FALSELY IMPUTING BENEVOLENT MOTIVES. My current favorites are "risk" and "gamble," as these are now being applied to the savage welfare "reform" bill of August 1996. The Philadelphia Inquirer asserts that "Congress and Clinton are gambling that many poor Americans won’t need a safety net to land on their feet" (Aug. 4, 1996). The New York Times editorialized on the "gamble," and their house economist, Peter Passell, quoted a think-tank analyst that the bill was taking a "risk" that the people thrown off welfare might not find jobs (Aug. 8, 1996). The use of these words implies that Clay Shaw, Gingrich, McIntosh, and Clinton are really concerned about those poor folks being pushed out on the streets and no doubt weighed the costs and benefits in some kind of humanistic calculus. This is apologetic nonsense. These politicians weren’t taking any risks or gambles; they were completely unconcerned, if not actually pleased, about any pain the victims would suffer.

It is of course absolutely standard media practice to assume that their own country has good intentions as it ravages in its backyard or other parts of the world (e.g., in the Persian Gulf or Indochina). We always strive for "democracy" and resist somebody else’s aggression, but never commit aggression ourselves. Even when we have destroyed a democracy, as in Guatemala in 1954, the U.S. mainstream media uniformly found this justifiable in view of "the threat of communism," which was entirely concocted (although conveniently internalized) and a cover for the pursuit of the interest of United Fruit and a determination to get rid of a seriously reformist leadership that wouldn’t take orders. The power of media rationalization of U.S. aggression reached its limit in the Vietnam War where, despite the U.S.’s exclusive reliance on force, and official recognition that our agents could not compete with the "enemy" politically, in James Reston’s classic of apologetics we were in Vietnam to establish the principle "that no state shall use military force or the threat of military force to achieve its objectives" (Feb. 26, 1965).

 

REMOVING AGENCY. Where we or our allies have done terrible things, watch for the resort to the passive voice and other modes of removing agency. Thus the New York Times subhead for the article on the ending of the Guatemalan civil war (Dec. 30, 1996) is "After 100,000 dead, the peace ceremony is more solemn than celebratory." Actually, the numbers are well above 100,000 dead, but note the failure to say who did virtually all the killing or what government in 1954 displaced a non-killing elected regime with the regime of terror whose violence is supposedly now ending? In its Indonesia reporting, also, the Times has trouble identifying an agent: "More than 500,000 Indonesians are estimated to have died in a purge of leftists in 1965, the year Mr. Suharto came to power" (April 8, 1997). Actually, the "purge" went well beyond "leftists," including several hundred thousand peasant farmers, and there is no doubt who did the purging and what great power supporting the purge viewed it as a "gleam of light in Asia" (James Reston, NYT, June 19, 1966).
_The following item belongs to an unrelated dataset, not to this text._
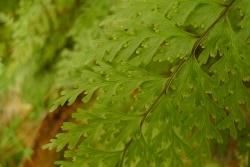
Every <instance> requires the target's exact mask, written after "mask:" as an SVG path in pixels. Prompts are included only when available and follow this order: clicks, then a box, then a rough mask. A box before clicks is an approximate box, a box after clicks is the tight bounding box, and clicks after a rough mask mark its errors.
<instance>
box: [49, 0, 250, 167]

These are just some of the modes by which words are manipulated to serve bias and propaganda. In many cases the process entails passing along the word usage and frame of the originating source. But the media claim to be seeking truth and serving the public (not corporate and elite) interest. That should be the standard by which we evaluate and criticize them as we seek to shrink the immense gap between their own proclaimed ideal and actual performance.